January 2021: Sudo (CVE-2021-3156)
The underling OS has a sudo that is vulnerable per this CVE. However users (including admin) can't access the underlying OS because of the appliance design. (In particular the diagnostic shell, which is the closest admins can get, does not have a sudo binary.) And on top of that it's jailed anyway. All that said, we plan on fixing it; it'll be in the list of CVEs addressed on the support site.
December 2020: Sunburst!
It's all over the press, so we wanted to jump in with our "Sunburst" thoughts. First, we're not an Orion customer. Second, an internal investigation saw no Orion activity, nor any hits on the IOCs published. Third, while the details of how the supply chain attack succeeded are sparse, we have high confidence the the security of our product's upgrade chain, so we see no reason for our customers to be concerned about Corelight as a vector. Finally, Zeek was instrumental in tracking them down! Read more at: https://corelight.blog/2020/12/15/finding-sunburst-backdoor-with-zeek-logs-and-corelight/
Securty-related changes in our Sensor releases are below, note that many minor CVEs are patched in release without detail here, see the support site for the list:
October 2020
v20 Added more logging to the Audit log and pulled in some Zeek security fixes (denial of service ones).
August 2020
v19.2 Pulled in Zeek security fixes for potential stack overflow in Netbios-SSN or DNS analysis
July 2020
v19.1 Fixed privilege escalation bug
June 2020
v19 Fixed a bug that potentially failed to report errors in applying configurations.
Added more events to audit log
Upgraded to Zeek 3.0.4, including security patches
March 2020
v18.1 Added an option to disable TLSv1.1
November 2019
v18 Upgraded Bro to 2.6.4 including security fixes
Expanded sensor logging and authentication options, including an audit log, a security banner, cipher suite compliance, and user session timeouts.
January 2019
v1.15 Updated Bro to include version 2.5.5’s security patches.
June 2018
v1.14.1 Updates Bro to version 2.5.4, which is a security release
v1.14.1 Corelight Announces FIPS 140-2 compliance for the sensors.
February 2018
v1.13 has been released with the Meltdown patch. Please update to v1.13 or later for the latest in protection.
January 2018
Given widespread concern about the Intel Meltdown vulnerability we wanted to provide an update on steps we're taking to address this issue. While the Corelight Sensor uses Intel processors we believe the risk of data compromise via a Meltdown exploit is very low due to the sensor's design, which limits access to logged in accounts via the Diagnostic Shell. Consequently, we recommend that you verify that SSH access to your Corelight Sensor(s) is appropriately limited.

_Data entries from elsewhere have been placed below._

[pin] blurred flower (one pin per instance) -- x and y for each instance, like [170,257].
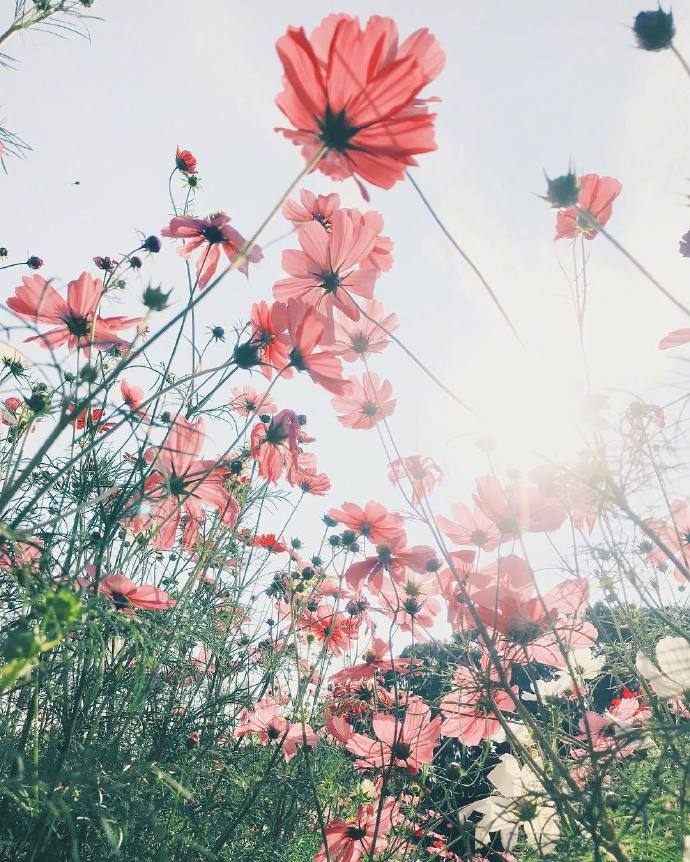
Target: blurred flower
[365,403]
[596,197]
[356,92]
[654,30]
[75,321]
[185,161]
[208,236]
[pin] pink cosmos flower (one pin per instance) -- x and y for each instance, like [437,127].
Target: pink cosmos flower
[470,528]
[519,507]
[407,742]
[182,484]
[268,333]
[271,727]
[365,403]
[208,236]
[327,269]
[374,522]
[306,333]
[376,659]
[392,558]
[319,208]
[470,710]
[275,446]
[413,603]
[126,595]
[305,476]
[537,627]
[75,321]
[421,471]
[331,629]
[364,837]
[596,197]
[247,400]
[359,339]
[355,91]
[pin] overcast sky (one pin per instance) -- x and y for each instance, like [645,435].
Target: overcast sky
[527,87]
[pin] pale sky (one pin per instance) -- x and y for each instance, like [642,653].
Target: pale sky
[527,87]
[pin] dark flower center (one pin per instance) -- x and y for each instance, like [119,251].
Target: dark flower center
[212,234]
[335,131]
[78,326]
[297,360]
[330,282]
[401,750]
[177,485]
[360,343]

The forthcoming v1.13 sensor software release will also include a patch that fixes this vulnerability.
November 2017
Corelight Sensor v1.12.1: Open source Bro release 2.5.2 fixed an out-of-bounds write condition which would crash Bro. This could be used as a denial of service attack against the Corelight Sensor, so we have released v1.12.1 to include Bro 2.5.2 and resolve any potential issue.